How much briefing do you think we could do in an aeroplane on a given flight?
A quick run through a flight reveals many opportunities for a briefing: the pre-flight, departure, pre-take off, emergency, passenger, descent, approach and finally de-brief – I’m sure many of you could think of more. But what are we briefing and why? Are there any guidelines we could apply in order to make our brief’s realistic, relevant and not something that turns into a rote learned, regurgitated waste of time?
To begin with, a brief should be simply that – brief. A student pilot will invariably talk too much when beginning his or her flying training, and teaching how to brief becomes an exercise in getting the individual to really think about what they are trying to convey to either themselves or others in the crew. A brief should have a structure that gives the briefer the minimum that should be discussed. For example a departure brief in the company I fly with requires as a minimum we brief chart, terrain, weather, operational factors plus other relevant considerations. Here we see the structure taking shape to ensure the minimum of operational and safety considerations are discussed (and hopefully as they have been discussed then they must have been thought about) but allowance is there to brief any other relevant issues – such as threats on the particular given departure.

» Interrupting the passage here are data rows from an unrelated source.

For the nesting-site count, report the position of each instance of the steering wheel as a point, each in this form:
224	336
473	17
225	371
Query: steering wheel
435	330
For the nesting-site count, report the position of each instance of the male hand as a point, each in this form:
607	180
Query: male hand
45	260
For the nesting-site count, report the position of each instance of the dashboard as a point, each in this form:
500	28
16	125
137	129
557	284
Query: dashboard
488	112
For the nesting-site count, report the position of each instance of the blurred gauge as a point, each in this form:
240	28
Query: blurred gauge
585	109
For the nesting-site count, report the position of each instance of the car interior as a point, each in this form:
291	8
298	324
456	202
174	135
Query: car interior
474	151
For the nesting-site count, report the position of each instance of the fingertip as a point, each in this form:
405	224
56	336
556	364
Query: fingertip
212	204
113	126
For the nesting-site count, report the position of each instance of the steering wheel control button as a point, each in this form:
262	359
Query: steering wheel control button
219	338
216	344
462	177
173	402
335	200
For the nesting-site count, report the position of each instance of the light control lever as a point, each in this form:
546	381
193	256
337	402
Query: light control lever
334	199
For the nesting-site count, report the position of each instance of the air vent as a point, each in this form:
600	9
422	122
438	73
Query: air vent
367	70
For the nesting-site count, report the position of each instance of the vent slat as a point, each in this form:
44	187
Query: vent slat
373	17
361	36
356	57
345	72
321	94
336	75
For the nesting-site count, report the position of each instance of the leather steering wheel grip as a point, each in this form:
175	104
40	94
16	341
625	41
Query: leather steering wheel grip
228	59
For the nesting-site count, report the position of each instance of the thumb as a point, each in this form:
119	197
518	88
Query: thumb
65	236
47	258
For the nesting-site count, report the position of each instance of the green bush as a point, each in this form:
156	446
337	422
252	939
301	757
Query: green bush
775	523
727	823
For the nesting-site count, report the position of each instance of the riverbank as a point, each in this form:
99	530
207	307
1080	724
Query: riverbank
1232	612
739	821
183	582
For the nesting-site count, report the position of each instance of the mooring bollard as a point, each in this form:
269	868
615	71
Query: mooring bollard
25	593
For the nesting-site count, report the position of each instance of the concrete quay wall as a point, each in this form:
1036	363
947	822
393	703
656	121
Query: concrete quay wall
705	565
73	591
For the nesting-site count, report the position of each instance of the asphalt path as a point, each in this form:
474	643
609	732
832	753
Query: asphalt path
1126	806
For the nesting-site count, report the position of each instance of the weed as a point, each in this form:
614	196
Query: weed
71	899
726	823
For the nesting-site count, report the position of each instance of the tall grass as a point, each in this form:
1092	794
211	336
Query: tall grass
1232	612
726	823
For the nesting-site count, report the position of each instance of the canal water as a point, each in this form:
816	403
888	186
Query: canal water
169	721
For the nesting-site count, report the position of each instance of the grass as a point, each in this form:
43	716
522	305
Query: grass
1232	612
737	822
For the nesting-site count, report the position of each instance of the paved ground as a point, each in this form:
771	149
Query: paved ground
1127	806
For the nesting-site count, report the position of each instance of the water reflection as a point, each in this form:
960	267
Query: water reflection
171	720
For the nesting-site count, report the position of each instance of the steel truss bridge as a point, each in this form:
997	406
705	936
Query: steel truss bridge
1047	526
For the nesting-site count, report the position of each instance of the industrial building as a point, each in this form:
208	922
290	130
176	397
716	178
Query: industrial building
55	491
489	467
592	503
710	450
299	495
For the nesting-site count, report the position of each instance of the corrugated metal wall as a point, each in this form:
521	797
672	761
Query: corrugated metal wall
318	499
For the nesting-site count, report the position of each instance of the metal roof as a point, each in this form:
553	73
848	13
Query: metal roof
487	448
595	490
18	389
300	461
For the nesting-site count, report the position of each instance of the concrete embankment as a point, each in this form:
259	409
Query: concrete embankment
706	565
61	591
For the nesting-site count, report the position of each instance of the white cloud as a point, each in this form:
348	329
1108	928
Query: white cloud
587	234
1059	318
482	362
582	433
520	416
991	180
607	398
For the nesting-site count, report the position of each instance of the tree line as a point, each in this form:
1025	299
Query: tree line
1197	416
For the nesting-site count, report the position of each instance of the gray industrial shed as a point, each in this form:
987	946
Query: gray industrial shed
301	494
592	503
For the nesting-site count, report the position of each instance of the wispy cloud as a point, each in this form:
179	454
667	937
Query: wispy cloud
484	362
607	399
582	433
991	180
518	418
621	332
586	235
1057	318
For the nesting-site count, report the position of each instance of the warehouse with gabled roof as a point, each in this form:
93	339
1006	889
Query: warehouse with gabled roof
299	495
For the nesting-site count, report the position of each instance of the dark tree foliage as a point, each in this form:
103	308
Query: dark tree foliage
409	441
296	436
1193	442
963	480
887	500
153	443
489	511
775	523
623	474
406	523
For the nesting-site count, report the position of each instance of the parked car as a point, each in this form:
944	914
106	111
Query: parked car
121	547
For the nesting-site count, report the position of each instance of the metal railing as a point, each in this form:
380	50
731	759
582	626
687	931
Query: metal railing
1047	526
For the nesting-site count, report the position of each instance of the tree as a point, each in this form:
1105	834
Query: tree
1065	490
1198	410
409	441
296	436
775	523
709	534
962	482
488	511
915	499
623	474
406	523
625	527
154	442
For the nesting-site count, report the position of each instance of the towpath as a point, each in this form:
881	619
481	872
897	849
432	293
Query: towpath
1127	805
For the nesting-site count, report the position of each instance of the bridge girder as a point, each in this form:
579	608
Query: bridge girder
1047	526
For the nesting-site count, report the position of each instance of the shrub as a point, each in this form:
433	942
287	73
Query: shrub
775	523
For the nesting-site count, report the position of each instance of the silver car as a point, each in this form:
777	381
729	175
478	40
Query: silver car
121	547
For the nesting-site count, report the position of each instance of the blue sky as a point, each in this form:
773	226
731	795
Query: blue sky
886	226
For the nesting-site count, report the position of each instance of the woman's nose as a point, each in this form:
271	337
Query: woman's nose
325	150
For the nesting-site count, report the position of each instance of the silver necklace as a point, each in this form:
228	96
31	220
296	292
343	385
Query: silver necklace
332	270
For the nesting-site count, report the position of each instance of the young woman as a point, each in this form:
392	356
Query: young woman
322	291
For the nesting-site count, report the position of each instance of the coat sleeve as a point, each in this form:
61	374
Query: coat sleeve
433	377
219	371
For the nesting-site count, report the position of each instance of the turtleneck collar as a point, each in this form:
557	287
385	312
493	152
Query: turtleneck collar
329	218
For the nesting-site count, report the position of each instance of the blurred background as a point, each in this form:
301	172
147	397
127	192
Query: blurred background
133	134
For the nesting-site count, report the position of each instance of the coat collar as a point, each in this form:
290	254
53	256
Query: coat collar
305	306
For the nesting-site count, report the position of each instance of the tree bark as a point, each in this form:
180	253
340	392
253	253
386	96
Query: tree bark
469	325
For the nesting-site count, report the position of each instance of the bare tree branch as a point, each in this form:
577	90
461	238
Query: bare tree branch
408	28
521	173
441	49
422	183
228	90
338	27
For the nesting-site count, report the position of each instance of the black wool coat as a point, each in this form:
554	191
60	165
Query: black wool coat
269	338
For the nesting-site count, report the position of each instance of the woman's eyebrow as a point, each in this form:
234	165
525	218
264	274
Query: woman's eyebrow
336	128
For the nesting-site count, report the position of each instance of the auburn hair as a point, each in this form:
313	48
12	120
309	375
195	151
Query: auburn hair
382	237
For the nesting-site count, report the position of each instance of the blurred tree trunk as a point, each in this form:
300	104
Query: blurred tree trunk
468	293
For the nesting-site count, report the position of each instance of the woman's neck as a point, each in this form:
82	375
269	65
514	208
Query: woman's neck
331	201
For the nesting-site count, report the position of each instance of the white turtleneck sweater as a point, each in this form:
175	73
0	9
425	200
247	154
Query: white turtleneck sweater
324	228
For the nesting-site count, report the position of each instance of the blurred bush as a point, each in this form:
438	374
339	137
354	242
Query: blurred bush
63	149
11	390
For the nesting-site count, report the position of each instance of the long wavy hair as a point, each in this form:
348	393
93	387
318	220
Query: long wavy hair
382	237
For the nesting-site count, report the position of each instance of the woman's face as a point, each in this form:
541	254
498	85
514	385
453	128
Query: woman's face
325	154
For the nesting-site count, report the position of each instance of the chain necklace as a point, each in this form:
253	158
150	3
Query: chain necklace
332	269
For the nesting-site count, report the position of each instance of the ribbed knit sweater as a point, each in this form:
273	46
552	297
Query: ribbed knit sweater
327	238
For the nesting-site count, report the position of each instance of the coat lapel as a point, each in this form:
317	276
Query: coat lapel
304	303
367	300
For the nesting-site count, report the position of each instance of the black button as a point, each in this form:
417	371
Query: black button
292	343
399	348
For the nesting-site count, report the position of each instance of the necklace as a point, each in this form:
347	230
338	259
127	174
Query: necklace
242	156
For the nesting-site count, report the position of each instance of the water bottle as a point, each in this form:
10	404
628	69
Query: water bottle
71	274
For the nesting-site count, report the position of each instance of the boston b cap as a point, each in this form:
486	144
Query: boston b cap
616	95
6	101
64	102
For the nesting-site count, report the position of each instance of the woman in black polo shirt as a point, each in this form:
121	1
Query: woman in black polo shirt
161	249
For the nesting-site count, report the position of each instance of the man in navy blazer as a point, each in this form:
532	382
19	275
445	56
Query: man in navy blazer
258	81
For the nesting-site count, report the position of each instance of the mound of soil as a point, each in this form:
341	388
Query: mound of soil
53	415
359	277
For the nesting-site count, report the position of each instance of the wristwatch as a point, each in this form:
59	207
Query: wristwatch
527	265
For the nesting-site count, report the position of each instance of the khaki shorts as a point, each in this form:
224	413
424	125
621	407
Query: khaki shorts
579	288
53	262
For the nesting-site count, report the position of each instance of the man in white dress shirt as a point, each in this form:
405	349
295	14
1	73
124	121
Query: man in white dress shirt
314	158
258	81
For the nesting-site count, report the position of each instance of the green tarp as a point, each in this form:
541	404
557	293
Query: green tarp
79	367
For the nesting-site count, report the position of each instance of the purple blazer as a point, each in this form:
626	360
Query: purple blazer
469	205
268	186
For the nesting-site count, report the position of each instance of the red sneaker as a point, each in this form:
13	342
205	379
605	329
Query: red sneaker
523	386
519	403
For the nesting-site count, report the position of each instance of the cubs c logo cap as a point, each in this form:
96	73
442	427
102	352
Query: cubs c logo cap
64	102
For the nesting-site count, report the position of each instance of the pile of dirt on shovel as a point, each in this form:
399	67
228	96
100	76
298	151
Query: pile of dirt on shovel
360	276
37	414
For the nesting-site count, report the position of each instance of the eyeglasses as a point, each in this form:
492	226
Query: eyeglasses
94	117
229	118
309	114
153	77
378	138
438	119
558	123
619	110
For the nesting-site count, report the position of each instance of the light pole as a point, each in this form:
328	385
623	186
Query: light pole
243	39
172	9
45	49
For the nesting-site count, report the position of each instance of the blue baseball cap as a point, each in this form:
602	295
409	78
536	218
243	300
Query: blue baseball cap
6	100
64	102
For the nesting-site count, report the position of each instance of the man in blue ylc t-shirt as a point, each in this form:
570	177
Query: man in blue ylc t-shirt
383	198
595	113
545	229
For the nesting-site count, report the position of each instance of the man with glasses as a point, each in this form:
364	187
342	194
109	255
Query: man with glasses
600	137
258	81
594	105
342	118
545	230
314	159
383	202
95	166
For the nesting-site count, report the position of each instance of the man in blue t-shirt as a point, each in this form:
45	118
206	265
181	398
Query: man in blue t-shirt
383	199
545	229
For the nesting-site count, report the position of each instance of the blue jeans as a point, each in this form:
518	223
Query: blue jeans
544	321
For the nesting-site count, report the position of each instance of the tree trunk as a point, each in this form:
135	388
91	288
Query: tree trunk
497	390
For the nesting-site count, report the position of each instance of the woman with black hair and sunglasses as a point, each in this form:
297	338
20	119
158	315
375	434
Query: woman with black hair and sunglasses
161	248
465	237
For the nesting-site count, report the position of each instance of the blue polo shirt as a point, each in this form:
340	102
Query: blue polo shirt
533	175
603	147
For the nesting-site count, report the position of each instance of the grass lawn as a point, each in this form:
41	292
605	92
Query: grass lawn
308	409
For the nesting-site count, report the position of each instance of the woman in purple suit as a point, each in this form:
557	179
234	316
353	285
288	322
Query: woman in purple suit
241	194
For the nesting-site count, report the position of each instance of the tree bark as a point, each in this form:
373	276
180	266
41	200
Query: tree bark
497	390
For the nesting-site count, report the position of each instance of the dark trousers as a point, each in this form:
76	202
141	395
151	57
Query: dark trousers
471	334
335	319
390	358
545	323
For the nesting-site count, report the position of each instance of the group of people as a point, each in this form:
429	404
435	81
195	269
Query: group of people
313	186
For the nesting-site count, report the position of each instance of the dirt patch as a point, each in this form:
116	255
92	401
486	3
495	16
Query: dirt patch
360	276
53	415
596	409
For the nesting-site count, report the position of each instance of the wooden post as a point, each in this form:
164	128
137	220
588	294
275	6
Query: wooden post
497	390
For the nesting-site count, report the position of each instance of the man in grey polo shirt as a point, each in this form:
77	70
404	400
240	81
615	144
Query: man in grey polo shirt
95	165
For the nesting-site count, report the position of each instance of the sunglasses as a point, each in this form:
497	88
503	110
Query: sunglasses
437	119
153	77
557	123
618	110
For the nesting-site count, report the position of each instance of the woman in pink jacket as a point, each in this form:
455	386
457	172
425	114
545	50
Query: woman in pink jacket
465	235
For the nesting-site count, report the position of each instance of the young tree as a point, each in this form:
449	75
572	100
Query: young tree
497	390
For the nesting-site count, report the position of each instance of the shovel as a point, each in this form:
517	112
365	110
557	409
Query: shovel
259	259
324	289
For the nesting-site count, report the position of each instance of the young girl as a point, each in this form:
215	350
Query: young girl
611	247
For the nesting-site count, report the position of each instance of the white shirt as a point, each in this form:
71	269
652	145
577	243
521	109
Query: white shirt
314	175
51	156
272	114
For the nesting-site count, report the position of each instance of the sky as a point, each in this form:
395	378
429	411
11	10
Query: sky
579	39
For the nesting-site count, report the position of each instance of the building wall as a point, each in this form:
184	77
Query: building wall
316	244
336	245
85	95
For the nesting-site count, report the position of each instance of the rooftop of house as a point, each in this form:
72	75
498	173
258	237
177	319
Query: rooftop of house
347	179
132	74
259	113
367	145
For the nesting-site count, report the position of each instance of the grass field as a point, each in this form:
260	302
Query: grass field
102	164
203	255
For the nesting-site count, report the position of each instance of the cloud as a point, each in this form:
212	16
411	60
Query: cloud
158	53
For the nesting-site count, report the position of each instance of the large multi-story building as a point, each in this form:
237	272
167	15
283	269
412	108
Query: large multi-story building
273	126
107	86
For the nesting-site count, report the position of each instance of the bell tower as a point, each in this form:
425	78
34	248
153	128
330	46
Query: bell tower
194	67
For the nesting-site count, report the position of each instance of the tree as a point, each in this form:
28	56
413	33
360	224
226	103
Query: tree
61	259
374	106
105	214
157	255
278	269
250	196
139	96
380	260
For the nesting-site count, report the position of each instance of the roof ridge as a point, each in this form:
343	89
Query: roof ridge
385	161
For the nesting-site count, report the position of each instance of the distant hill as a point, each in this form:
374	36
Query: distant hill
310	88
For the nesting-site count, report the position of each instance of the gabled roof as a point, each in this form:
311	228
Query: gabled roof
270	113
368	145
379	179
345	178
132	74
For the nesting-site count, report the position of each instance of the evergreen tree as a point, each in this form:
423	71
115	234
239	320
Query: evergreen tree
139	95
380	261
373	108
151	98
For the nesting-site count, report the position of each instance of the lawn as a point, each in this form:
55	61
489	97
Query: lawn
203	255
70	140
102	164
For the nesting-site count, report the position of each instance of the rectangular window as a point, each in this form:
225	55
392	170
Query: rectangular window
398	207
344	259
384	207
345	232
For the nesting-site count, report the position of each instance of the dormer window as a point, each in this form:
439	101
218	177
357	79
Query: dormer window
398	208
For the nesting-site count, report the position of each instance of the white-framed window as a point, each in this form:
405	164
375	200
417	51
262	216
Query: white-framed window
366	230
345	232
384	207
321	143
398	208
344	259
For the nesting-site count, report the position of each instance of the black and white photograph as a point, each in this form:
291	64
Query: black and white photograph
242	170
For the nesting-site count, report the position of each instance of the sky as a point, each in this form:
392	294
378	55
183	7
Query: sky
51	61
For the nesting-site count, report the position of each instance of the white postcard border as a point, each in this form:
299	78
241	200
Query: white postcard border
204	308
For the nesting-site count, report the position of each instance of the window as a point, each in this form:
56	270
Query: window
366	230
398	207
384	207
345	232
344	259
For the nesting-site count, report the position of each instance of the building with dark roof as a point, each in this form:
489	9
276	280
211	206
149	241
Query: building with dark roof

Further, the briefing structure attempts to minimise mindless repetition of standard procedures. Why brief something which is in normal procedures on every departure and which every member of the crew already know about? It simply adds to the length of the brief. Additionally other crew members will not only turn off and start thinking of something else whilst you are regurgitating the NP’s, but may also be looking at you wondering if you have really thought about the departure you are doing on that day and the particular threats that may be encountered. So, be brief. Make what you are saying relevant to what you are about to do.
So we want to be brief. Obviously there is a minimum amount that should be discussed. Simply stating, “OK, taking off and going North” whilst brief and to the point is probably pushing the brevity too far. Come up with your minimum structure and stick with it on each instance that you brief. On the other hand, briefing everything that could possibly happen, including emergencies and the associated actions is a swing too far in the opposite direction. Whilst as an instructor it is nice to know that the student knows verbatim the immediate actions for engine failure after takeoff, I do not want this told to me on every departure down to the finest detail. I’d like to know your gates or points, at which you are going to abort, land ahead or carry out a forced landing onto the runway as these may change depending upon the runway, conditions, terrain and weather. But please don’t tell me for the hundredth time that you are going to adopt the glide, select idle, trim and then do your radio call. That is normal procedures for an engine failure – I expect that will be done regardless of any brief. Also, I don’t need to know your actions in the event we enter IMC on the departure if it is a CAVOK day with not a cloud in the sky. Is it relevant to your departure you are about to do? If not – don’t mention it.
Remember that the tone of the flight is set on first contact with the other members of the crew. If the first brief of the day, be it a pre-flight brief by the instructor or student, the fuel decision brief or any other brief, is given in an unorganised, haphazard or unprofessional manner then the rest of the flight will likely follow suit. A professional well thought-out brief given in a confident manner goes a long way. Not only does it give others receiving the brief confidence in the briefer’s abilities, but it also allows the briefer to develop a confident and assured operational style.
Watch and listen to your instructor give his or her briefs. Learn from them. Ask to give the brief yourself when your instructor thinks you have progressed enough. But overall, think of how you structure and what you say in your briefs. Next month I’ll have a look at the pre and post flight briefs in a little more detail. Until then, enjoy your flying!